There is a nasty habit in some quarters of giving glib "throwaway" answers in the name of getting a simple version of the idea across ... and this can cause problems later. The questions we get here from people watching Discovery Channel being great examples of the problems that arise.

On the other hand - it also leads to problems if we try to deliver too much in one go.
Established pedagogy favors a scaffolding approach - where simpler ideas are used to lead into more complicated, or just more complete, ideas. Students often have to throw away old scaffolds when they have outlived their usefulness.

So much fr being general.

The "feedback" description for how Maxwel's equations lead to radiation is one such. It is a small jump from iterative feedback idea to the simultaneous self-sustaining solution so, in this particular case, it is not something that is hard to unlearn. I have found it is a good idea to spell out, every now and again, that the short wordy answers are only simplifications to "get the idea" though - otherwise people tend to run with them just a tad too far.

 

[Popper]

There is a nasty habit in some quarters of giving glib "throwaway" answers in the name of getting a simple version of the idea across ... and this can cause problems later.

Simon! M'man! I couldn't have said it any better myself.

On the other hand - it also leads to problems if we try to deliver too much in one go.

I agree. I just ran into that in another thread. One person wanted to know the answer to a simple question so I answered it having learned the answer from reading and from a friend who is a well known expert in the field. I know GR fairly well but have never derived such a proof even if on exists. My friend told me that it was what most specialists in that field believe and not that it can be shown/proved. That makes a huge difference. So I posted what I was informed that they believe. Bothering with a derivation is a waste because I have other things I'm more interested in doing plus the OP wouldn't have understood the response because the math of GR is extremely difficult.

Thanks.

 

[vanhees71]

In my opinion there is too much didactics and too little common sense in teaching, particularly from the socalled professional didactics. In physics you should not teach old-fashioned outdated ideas, if the newest views are as simple or even simpler than the old ones.

One example is classical electromagnetism.
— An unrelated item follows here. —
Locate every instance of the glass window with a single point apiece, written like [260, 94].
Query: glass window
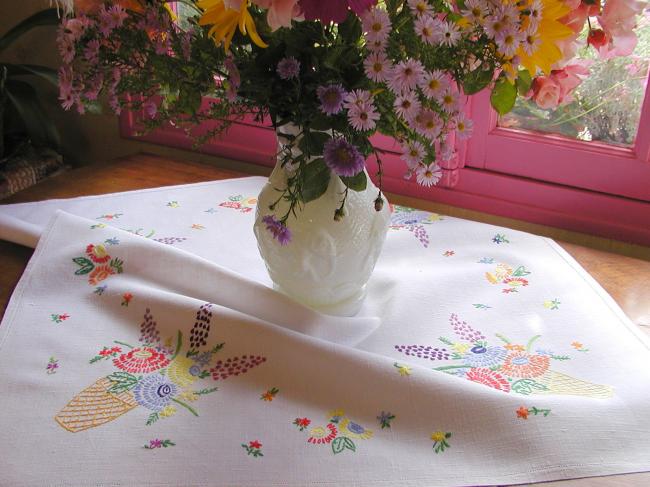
[605, 107]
There you have a quite simple set of equations for the fundamental issues of charges, currents, and the electromagnetic field. These are the Maxwell equations in differential form. Of course, you have to learn vector calculus first, but that can be done very well with the right physics pictures at hand, and electromagnetism is a great arena to learn also these mathematical tools.
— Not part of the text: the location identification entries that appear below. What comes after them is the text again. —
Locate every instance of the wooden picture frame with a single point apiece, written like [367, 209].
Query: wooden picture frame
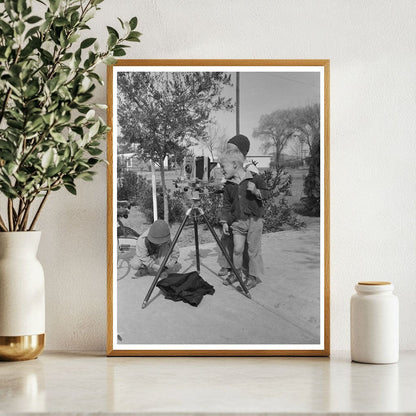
[288, 313]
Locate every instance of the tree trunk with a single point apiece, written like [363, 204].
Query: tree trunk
[165, 192]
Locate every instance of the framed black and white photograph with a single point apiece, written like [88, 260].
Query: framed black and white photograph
[218, 207]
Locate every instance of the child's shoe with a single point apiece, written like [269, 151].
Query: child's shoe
[251, 281]
[223, 271]
[232, 278]
[141, 271]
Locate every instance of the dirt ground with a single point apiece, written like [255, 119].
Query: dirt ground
[284, 310]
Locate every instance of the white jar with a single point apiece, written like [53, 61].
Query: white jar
[374, 323]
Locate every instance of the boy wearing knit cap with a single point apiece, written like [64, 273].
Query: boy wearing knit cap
[151, 248]
[241, 143]
[242, 213]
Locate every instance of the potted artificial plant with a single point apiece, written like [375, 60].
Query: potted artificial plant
[50, 136]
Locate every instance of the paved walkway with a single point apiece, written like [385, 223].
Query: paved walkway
[284, 309]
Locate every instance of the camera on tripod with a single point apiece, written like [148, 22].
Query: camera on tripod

This view is underlined if you look into the history of physics. One of the most successful (theoretical) physics teachers ever was Arnold Sommerfeld. I guess, it would be difficult to find someone else with more Nobel-prize winners under his or her students than him. If you read his textbooks on classical theoretical physics, you see that they were approaching the problems with the right mathematical tools and without unjustified "simplifications" but explaining the problems and their solutions in a very clear and concise way. It's an example for a very fruitful unity of research and teaching (the Humboldt ideal of university pedagogics).

Modern didactics on the other hand has the tendency to invent strange ideas of how to teach things. In Germany there is a big debate about the socalled "Karlsruhe Physics Course", which now is about 40 years old, but never has ever become a mainstream way to teach physics, because it is decoupled from the way the physics community is used to do physics. E.g., they do not start with good old Newtonian classical mechanics, which is the backbone of any start in learning physics (if you ask me), because they think that it's easier to think in terms of fluid-dynamical continuum ideas. So instead of forces they introduce momentum fluxes, which of course is not really wrong in the first place. Of course you can formulate all classical mechanics as fluid mechanics and with help of the various hydrodynamical equations (Euler-perfect fluid, Navier-Stokes viscous fluid, and so on), but first of all I'd not think that this is a good start for a freshmen to learn physics and second if you want to do it right, the math needed is much more demanding than the relatively simple ordinary differential equations, making up Newton's theory for point-like classical objects with forces acting on them, causing acceleration due to Newton's three laws of motion. In thermodynamics they claim, heat is the same as entropy, in electromagnetism they discuss magnetic monopoles right from the beginning although there is not the slightest hint of their existence. So it's well understandable und in my opinion very fortunate, why these "didactics" has not found many followers. Now the ministry of education in one of the German states wanted to introduce this (sorry to say it so harshly) nonsense into their (high) schools, and the German Physical Society was ask for a recommendation, whether one should do that. Of course, the committee checking this educational concept for scientific content and accuracy came to a very clear negative conclusion, strongly disagreeing to the whole concept to introduce physics to high-school students. Now a big debate is going on among the didactics section and the various other sections of the German Physical Society about this harsh but very justified judgement.

It's good to listen to Einstein, who said: "Try to simplify issues as much as possible but not more."